Есть люди, обреченные на войну роковой случайностью судьбы. Скажем, те же жители Грозного или Гудермеса, как русские так и чечены. Окажись они к началу войны в другом месте и до сих пор знать не знали бы, что такое война. Это жертвы государства, не умеющего защитить своих граждан.

Есть люди, как бы рожденные для войны. В мирное время в мирном месте им тошно и невыносимо скучно жить. Они сами ищут войну. Может быть, их и называют "псами войны". Есть и писатели, понимающие войну, воины в душе. Таков Александр Проханов, "соловей Генерального штаба", таков Эдуард Лимонов. Таким был Николай Гумилёв. Каждый из них сам ищет свою войну, в Абиссинии, в Кампучии или Афганистане, в Сербии или Приднестровье.

Есть люди, идущие на войну, как на работу, ибо другого выхода они для себя не видят. Это тоже жертвы государства. Самое трагическое, на мой взгляд, — это уход на войну ради желания выжить, идти воевать ради обустройства жизни своей и своей семьи. Когда дома нет работы, семья голодает, и крепкие мужики вербуются на войну в Вологде, в Мурманске, в Барнауле. Ибо не в силах смотреть на своих голодных детей, не в силах выносить попреки жены. Они втягиваются в войну, как и в любую другую работу, не волынят, не трусят, но и не рвутся в бой, не лезут под пули. Также и в боевики с другой, чеченской стороны идут иной раз из желания заработать на семью, от полнейшей безработицы и безнадёги. Они тоже жертвы государства.

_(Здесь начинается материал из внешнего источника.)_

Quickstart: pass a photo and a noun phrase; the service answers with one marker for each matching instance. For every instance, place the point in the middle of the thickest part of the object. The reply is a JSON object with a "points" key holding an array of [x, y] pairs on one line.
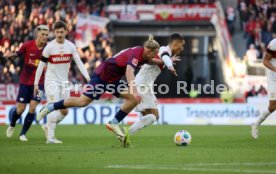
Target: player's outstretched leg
{"points": [[128, 105], [51, 125], [255, 125], [63, 104], [16, 114], [26, 126]]}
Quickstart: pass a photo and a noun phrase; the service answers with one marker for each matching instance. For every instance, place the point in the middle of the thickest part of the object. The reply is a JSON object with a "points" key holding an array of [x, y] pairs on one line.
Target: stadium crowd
{"points": [[18, 20], [258, 22]]}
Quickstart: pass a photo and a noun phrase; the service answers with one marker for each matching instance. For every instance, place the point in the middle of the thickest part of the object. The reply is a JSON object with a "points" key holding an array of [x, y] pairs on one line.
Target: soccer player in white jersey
{"points": [[269, 62], [57, 55], [144, 81]]}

Владислав Шурыгин в своих рассказах, ныне объединенных под обложкой книги "Письма мёртвого капитана", сводит этих самых разных героев, попавших на чеченское побоище , старается понять каждого из них. Да он и сам той или иной частичкой своей души принадлежит сразу всем четырем категориям персонажей, попавших на сцену этого затянувшегося спектакля. Если бы он был просто воин, солдат, офицер, спецназовец, он, наверное, не смог бы увидеть никакую иную правду, кроме своей боевой правды и такой же правды своих товарищей по оружию. Он и видит эту правду. Колючую, жестокую, он готов сам подставить плечо, сам взять в руки автомат, сесть за руль бэтээра. Но какая-то частичка его ума и таланта всегда, в любом походе, в любом рейде — витает над схваткой, фиксирует приметы иного мира, улавливает бормотание брошенных стариков и женщин, запоминает тон и характер наезжающих из центра комиссий, и даже вслушивается в попрёки , раздающиеся с чужой чеченской стороны. Нет, он не старается понять правду врага. Это путь к поражению. В том числе и творческому. Не старался же Лев Толстой понять правду Наполеона, и даже для позднего Виктора Астафьева с его пацифизмом немцы в романе "Прокляты и убиты" оставались подчёркнуто чужими. В военной прозе, от Ремарка и Хемингуэя, от Толстого и Куприна, всегда господствует правда своего народа, своей религии, своей идеологии. Так и в военных рассказах Владислава Шурыгина мы видим не плакатную верность идеи войны или идеи государства. Кто сейчас разберет, в каком государстве мы живем, и какие идеи защищаем? Но солдаты и офицеры в прозе Шурыгина нутром понимают, что просто уйти нельзя, достигнут и в родной Вологодчине. Они защищают самих себя от зла, наползающего на них. Они узнаваемы теми, кто прошел войну и уцелел и сейчас живет в городах и поселках России. Это первая гарантия того, что книга Шурыгина "Письма мёртвого капитана" будет читаема. Но и к дневниковым, очерковым записям, к хроникальному обзору войны его чеченская проза не сводима.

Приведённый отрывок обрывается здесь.